Ahhhh, herein lies the problem: because I'm quirky (I admit it), I can't buy the hardbacks because I started my series collection in paperback. Yeah, really. Soooo, not only do I have to wait for the new books to release, I have to wait for them to be released in paperback!!! That's, like, forever!
But I've made it through, and have even included his spin-off series in my reading collection. I harbor every word, I covet every book. I think this man humbly walks on water. Such an inspiration to me (he started out as an investigative journalist), I'm in awe of him - and the reason I'm posting all this about him now is because this is what he posted today on
Facebook:
I've got a complete draft of Silken Prey, but it still needs a lot of work. I'll spend the next month doing that, the editing, take a week or so off, and then get started on the next Virgil Flowers novel. I think one problem that beginning writers have is that they try to make the first draft perfect -- and perfection is tough. I don't work that way.

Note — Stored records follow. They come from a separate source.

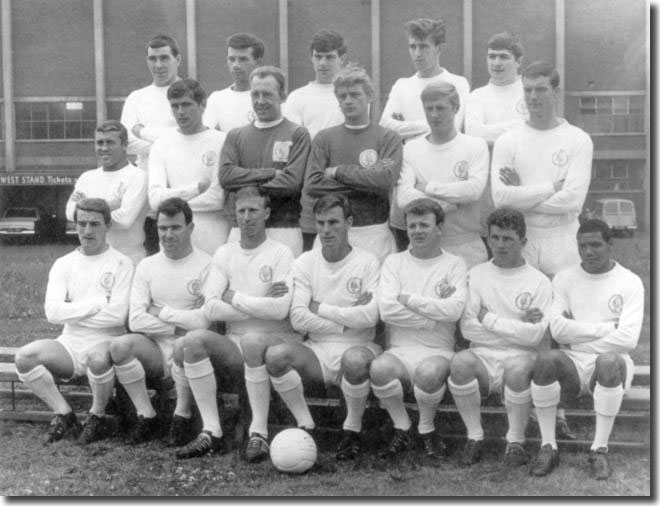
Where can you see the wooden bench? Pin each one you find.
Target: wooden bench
(636, 403)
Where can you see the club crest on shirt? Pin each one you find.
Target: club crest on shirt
(560, 158)
(209, 158)
(615, 303)
(461, 169)
(281, 151)
(524, 301)
(266, 273)
(368, 158)
(354, 285)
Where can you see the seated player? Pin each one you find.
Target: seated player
(505, 320)
(166, 301)
(87, 292)
(596, 317)
(421, 296)
(249, 287)
(334, 303)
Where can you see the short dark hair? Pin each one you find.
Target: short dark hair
(253, 191)
(245, 40)
(425, 27)
(506, 41)
(326, 41)
(94, 205)
(542, 69)
(173, 206)
(508, 219)
(269, 70)
(186, 87)
(332, 200)
(596, 225)
(163, 41)
(112, 125)
(420, 207)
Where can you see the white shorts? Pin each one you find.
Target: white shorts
(493, 360)
(329, 356)
(551, 250)
(585, 364)
(377, 239)
(78, 349)
(412, 356)
(473, 252)
(291, 237)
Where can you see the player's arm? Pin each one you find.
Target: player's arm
(232, 175)
(576, 184)
(358, 316)
(289, 179)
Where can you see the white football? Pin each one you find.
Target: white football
(293, 451)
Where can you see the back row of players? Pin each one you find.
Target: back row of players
(540, 166)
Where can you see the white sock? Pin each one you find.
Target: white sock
(518, 406)
(132, 377)
(468, 402)
(391, 398)
(545, 399)
(356, 402)
(257, 384)
(101, 386)
(204, 388)
(183, 393)
(290, 388)
(42, 383)
(607, 403)
(427, 402)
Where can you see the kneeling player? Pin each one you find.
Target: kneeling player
(166, 301)
(249, 288)
(87, 292)
(505, 319)
(422, 294)
(596, 317)
(334, 303)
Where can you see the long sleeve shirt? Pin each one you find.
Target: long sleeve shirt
(252, 155)
(336, 286)
(176, 287)
(597, 313)
(454, 174)
(426, 319)
(506, 294)
(89, 294)
(541, 158)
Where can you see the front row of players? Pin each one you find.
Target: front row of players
(334, 296)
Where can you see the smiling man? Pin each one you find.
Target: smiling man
(232, 107)
(184, 163)
(88, 293)
(122, 185)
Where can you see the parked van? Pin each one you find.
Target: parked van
(619, 214)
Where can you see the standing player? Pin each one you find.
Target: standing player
(147, 115)
(184, 163)
(596, 317)
(499, 106)
(166, 301)
(421, 296)
(88, 293)
(505, 320)
(334, 303)
(249, 287)
(452, 169)
(403, 111)
(232, 107)
(272, 153)
(360, 159)
(122, 185)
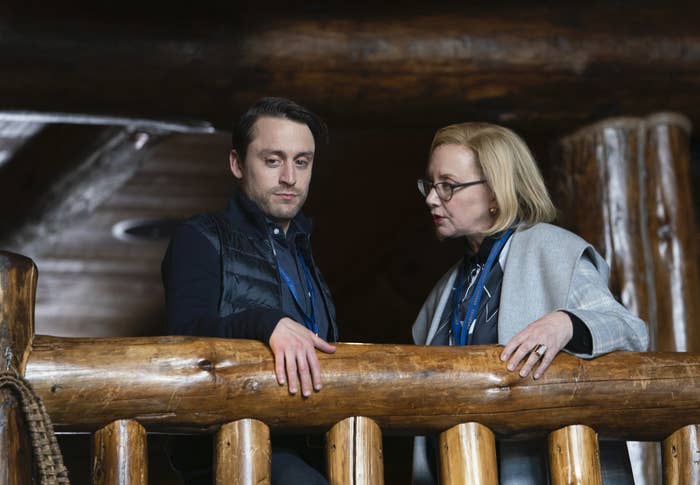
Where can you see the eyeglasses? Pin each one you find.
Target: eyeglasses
(445, 190)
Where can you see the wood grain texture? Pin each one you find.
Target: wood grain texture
(354, 452)
(120, 454)
(428, 64)
(242, 453)
(18, 278)
(681, 456)
(468, 456)
(199, 383)
(624, 185)
(574, 456)
(16, 460)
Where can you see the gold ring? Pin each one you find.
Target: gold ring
(540, 350)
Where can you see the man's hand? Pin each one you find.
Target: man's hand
(554, 330)
(294, 347)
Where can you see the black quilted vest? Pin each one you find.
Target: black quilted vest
(249, 274)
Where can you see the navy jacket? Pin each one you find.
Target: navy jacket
(221, 277)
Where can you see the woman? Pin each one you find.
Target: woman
(531, 286)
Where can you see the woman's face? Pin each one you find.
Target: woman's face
(467, 212)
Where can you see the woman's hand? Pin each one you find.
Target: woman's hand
(554, 330)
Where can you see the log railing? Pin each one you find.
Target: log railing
(121, 388)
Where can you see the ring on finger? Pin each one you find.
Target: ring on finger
(540, 350)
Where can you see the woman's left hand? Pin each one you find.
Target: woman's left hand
(554, 330)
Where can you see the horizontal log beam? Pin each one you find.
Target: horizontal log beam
(508, 63)
(195, 384)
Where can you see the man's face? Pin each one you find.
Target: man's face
(277, 169)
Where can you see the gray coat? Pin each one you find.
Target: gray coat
(545, 269)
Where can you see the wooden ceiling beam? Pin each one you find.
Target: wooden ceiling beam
(62, 174)
(554, 66)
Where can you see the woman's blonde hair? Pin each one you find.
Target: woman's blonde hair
(510, 171)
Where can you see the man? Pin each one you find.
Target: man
(248, 271)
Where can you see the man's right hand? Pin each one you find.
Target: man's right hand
(294, 347)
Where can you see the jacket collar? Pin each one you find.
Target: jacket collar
(246, 216)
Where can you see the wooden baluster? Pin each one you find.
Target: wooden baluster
(681, 456)
(120, 454)
(574, 456)
(354, 452)
(468, 455)
(242, 454)
(623, 184)
(18, 277)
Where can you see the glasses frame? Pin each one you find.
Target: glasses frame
(452, 187)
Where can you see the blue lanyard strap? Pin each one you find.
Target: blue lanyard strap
(463, 329)
(309, 320)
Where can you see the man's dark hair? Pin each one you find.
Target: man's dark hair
(276, 108)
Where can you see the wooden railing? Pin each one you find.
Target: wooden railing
(122, 388)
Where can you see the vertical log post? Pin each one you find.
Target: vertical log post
(681, 456)
(574, 456)
(120, 454)
(354, 452)
(242, 454)
(624, 185)
(468, 455)
(18, 278)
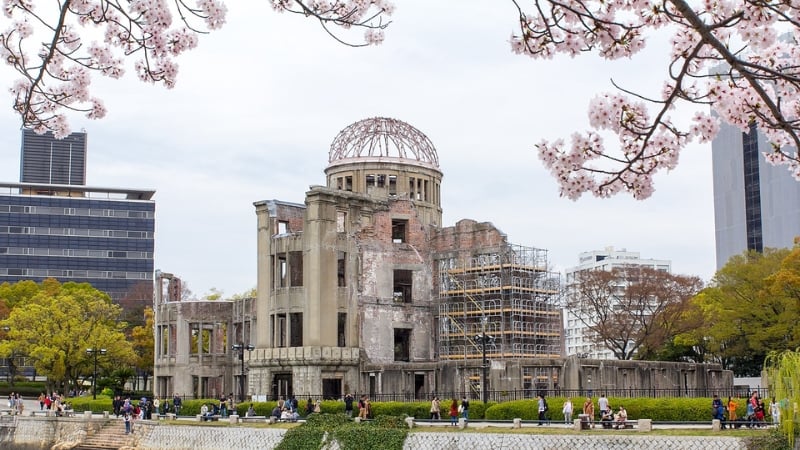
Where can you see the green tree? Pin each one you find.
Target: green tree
(143, 341)
(783, 374)
(747, 311)
(55, 325)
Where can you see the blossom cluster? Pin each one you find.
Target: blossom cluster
(366, 14)
(734, 55)
(56, 69)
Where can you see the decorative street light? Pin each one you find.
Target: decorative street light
(241, 348)
(94, 352)
(484, 339)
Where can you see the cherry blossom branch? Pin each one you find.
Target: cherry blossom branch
(756, 84)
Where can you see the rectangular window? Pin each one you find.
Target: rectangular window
(341, 221)
(402, 338)
(399, 230)
(280, 339)
(341, 328)
(341, 258)
(282, 268)
(296, 329)
(296, 268)
(401, 291)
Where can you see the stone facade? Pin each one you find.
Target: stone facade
(362, 290)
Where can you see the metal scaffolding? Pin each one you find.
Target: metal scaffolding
(509, 295)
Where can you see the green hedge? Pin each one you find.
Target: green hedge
(659, 409)
(384, 433)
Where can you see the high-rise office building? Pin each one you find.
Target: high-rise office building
(577, 333)
(71, 232)
(756, 204)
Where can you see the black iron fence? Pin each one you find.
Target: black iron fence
(522, 394)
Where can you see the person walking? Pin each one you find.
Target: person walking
(567, 410)
(454, 413)
(542, 408)
(435, 407)
(348, 405)
(588, 409)
(775, 411)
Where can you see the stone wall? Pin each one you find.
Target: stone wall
(42, 433)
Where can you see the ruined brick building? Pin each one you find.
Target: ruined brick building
(362, 289)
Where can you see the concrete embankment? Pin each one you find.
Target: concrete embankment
(34, 433)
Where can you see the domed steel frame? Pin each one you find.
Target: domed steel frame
(383, 137)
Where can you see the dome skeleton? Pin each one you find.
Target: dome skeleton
(383, 137)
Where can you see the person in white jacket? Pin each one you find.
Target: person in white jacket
(567, 410)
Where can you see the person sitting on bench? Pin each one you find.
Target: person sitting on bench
(621, 417)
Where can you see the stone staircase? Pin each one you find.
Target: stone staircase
(111, 436)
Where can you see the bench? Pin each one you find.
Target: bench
(214, 418)
(252, 418)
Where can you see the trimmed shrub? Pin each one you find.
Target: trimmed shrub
(659, 409)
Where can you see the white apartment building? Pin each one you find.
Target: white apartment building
(576, 332)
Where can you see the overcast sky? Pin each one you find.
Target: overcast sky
(257, 105)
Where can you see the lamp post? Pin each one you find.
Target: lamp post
(484, 339)
(94, 352)
(241, 348)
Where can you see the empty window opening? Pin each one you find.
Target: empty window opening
(280, 338)
(401, 291)
(341, 275)
(341, 221)
(296, 268)
(282, 271)
(399, 227)
(341, 326)
(296, 329)
(283, 227)
(402, 338)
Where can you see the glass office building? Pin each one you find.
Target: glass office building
(103, 236)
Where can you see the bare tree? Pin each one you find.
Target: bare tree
(625, 308)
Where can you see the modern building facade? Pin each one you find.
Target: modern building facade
(577, 335)
(72, 232)
(756, 204)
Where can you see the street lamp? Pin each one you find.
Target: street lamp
(241, 348)
(94, 352)
(484, 339)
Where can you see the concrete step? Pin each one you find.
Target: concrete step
(111, 436)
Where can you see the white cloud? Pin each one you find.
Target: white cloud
(257, 105)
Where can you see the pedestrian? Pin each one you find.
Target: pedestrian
(542, 408)
(177, 402)
(775, 411)
(465, 408)
(435, 408)
(567, 410)
(127, 419)
(718, 411)
(602, 403)
(588, 410)
(454, 412)
(348, 405)
(731, 409)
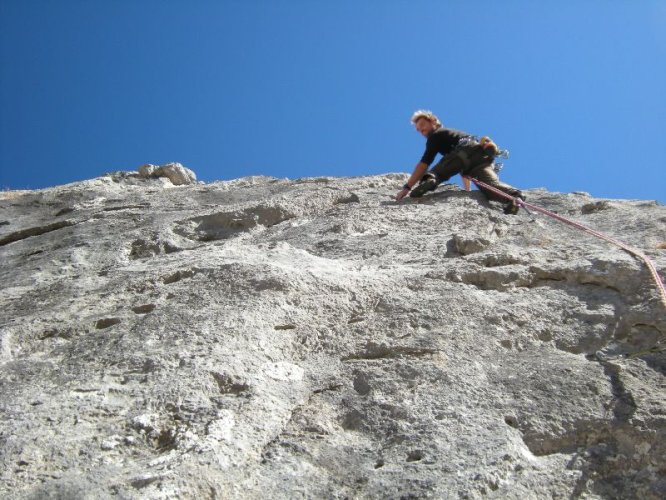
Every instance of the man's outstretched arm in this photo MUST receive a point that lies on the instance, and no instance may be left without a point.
(419, 170)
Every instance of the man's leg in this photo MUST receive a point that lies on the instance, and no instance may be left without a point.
(487, 175)
(446, 168)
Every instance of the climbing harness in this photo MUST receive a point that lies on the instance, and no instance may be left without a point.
(523, 204)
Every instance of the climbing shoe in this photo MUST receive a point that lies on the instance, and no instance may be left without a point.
(512, 207)
(429, 183)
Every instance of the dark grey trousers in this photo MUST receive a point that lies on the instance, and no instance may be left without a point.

I try to get a decent first draft, then really bear down on the rewrite. A rewrite's a lot easier to get done when you know the whole arc of the novel. In the first version of this novel, for instance, the personality of the chief villain, a woman whose name is Taryn Grant, is a little too vague. I need to punch her up a bit, but really, that only takes a few hundred words, and because I now know all of her appearances in the novel, I can spread those words out to the appropriate places. (A novel has a certain pacing, which is damaged if you put in big blocks of description ...or characterization. You can take all the information from those blocks, break it up, spread it around, achieve the same end, and nobody notices.)
Feel like that is written just for me! He's saying, "you can do it, but ya gotta just do it." Damn. He's not just a great storyteller, he's a great writing coach, too.